Friday, October 27, 2006

Friday Beer Blogging: Foam Edition

Everyone likes a little head once in a while, so today we take a look at beer foam.

Information contained in this post was gathered from the article by Wolfgang Kunze here.

Foam occurs on dispensing the beer as a result of the formation of CO2 bubbles released by the reduction in pressure. The C02 bubbles collect surface active materials as they rise.

These surface active substances have a low surface tension, this means that within limits they can increase their surface area and also, after the bubbles have risen, they form an elastic skin around the gas bubble.
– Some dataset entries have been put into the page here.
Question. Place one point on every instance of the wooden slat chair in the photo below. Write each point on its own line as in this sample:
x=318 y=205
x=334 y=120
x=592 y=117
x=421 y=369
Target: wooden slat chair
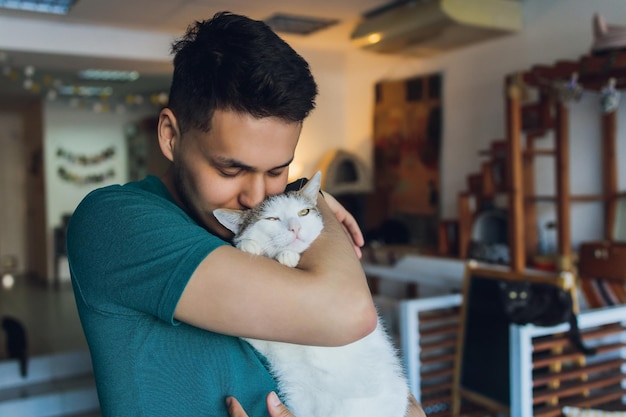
x=547 y=374
x=428 y=331
x=526 y=371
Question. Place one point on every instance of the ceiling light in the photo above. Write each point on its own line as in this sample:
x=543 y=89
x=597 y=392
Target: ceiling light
x=108 y=75
x=41 y=6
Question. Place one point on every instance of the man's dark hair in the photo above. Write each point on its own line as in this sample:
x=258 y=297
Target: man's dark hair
x=231 y=62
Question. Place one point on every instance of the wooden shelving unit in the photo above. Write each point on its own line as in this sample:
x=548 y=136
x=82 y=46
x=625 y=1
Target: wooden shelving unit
x=514 y=157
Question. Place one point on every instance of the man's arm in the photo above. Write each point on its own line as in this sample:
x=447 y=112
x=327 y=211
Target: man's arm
x=324 y=301
x=277 y=409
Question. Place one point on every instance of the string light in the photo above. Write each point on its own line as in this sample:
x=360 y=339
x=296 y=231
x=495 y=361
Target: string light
x=96 y=99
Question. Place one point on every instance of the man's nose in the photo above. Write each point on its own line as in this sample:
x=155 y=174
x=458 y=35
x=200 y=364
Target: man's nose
x=253 y=192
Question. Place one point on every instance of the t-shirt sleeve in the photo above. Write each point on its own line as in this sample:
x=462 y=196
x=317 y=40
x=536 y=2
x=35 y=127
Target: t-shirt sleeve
x=132 y=252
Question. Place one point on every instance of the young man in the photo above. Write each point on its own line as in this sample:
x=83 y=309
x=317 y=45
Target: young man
x=162 y=297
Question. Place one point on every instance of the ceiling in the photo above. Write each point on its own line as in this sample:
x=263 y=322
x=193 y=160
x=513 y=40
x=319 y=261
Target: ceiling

The greater the amount of dissolved C02 the more foam is formed. But foam formation is not the same as foam stability. Foam is only stable in the presence of these surface active substances.

No stable foam can be formed in a glass of mineral water since there are none of these substances present there. Thus one must always distinguish between foam formation and foam stability. It is the stability which is most important.

Foam begins to collapse as soon as it is formed, but the rate of collapse is very variable. Collapse begins with the bursting and flowing back of the skins of the gas bubbles, as a result of which evaporation processes are encouraged and the foam becomes more solidified in the upper region. This makes it possible to dispense more beer into the glass after a relatively short time (after about a minute) so that the solidified foam is pushed up to form a foam crown above the glass. This cannot be obtained by using a single dispensing process.

The further solidification of the foam can be recognised by the formation of foam rings produced on the wall of the glass each time a drink is taken.

Apart from the technological factors during beer production, foam stability can be affected subsequently.

The greatest negative effect is the foam destroying effect of oils and fats which become applied to the rim of the glass as a result of food consumption and can destroy the foam in a matter of seconds. Use of clean glasses without the slightest film of fat, exchange of empty glasses with fatty rims, and use of clean polishing cloths are only a few of the conditions needed to ensure good foam stability. Even the smallest traces of fat are harmfull.

Insufficient pressure in the delivery pipes of the pub, inadequately cleaned beer pipes and unsuitable dispense tap fittings can also decrease the stability of the foam.


Marie said...

For a minute there I thought we were watching a government produced documentary. But then I remembered, it's beer blogging Friday! So, I did one, too.

Anonymous said...

Um, honey, are you really talking about beer here?????